As a graduate student in history, I’m always reading essays, articles, and blog posts about the historical universe beyond Brethren in Christ or even religious history. That’s how I came across this great new post from The Historical Society: “I hate history”: Thinking of Ways to Get the Average, History-Hating Student Interested in the Study of the Past.
In the post, Randall Stephens — associate professor of history and Eastern Nazarene College — discusses his methods for getting the “average history-hating gen ed student” to get interested in the topic. Here’s a taste:
I like to start off . . . with a general “Why study history” lecture. We study the past to know who we are and to know how history still shapes the present, I tell them. History is also our collective memory. Just as we think it is not best for a person to have amnesia, we also think it is best for a society to have a collective memory. I also usually touch on the chief contributions historians have made to our understanding of what it means to be human. And, I spend some time looking at the very different views various historians have concerning the same events.
The writer ends with an open invitation for others to share their “why study history” conversation-starters.
The post got me thinking: Why do people study (or have an interest in) Brethren in Christ history? I have my own thoughts . . . but before I share those, I want to hear from you!
Readers: Why do you enjoy studying, reading, or learning about Brethren in Christ history? Share your thoughts in the Comments section!
3 responses to “Why Study (Brethren in Christ) History?”

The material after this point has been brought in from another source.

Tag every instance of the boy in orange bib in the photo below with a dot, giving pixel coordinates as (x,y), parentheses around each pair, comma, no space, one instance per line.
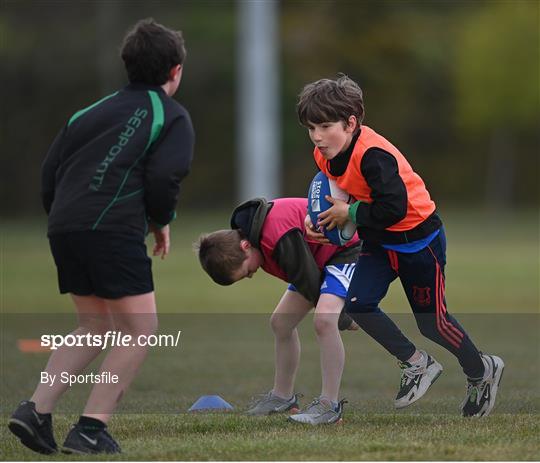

Studying BIC history is a powerful corrective to the sadly human inclination of assuming we are the smartest, most with-it, and most missional Brethren in Christ who ever lived. It is humbling to hear what wise voices from our past have to tell us. The word choices may be archaic and gender exclusive language can prick our politically correct skin, but if we look beyond these surface details to the heart of the writers, there’s a lot to be learned.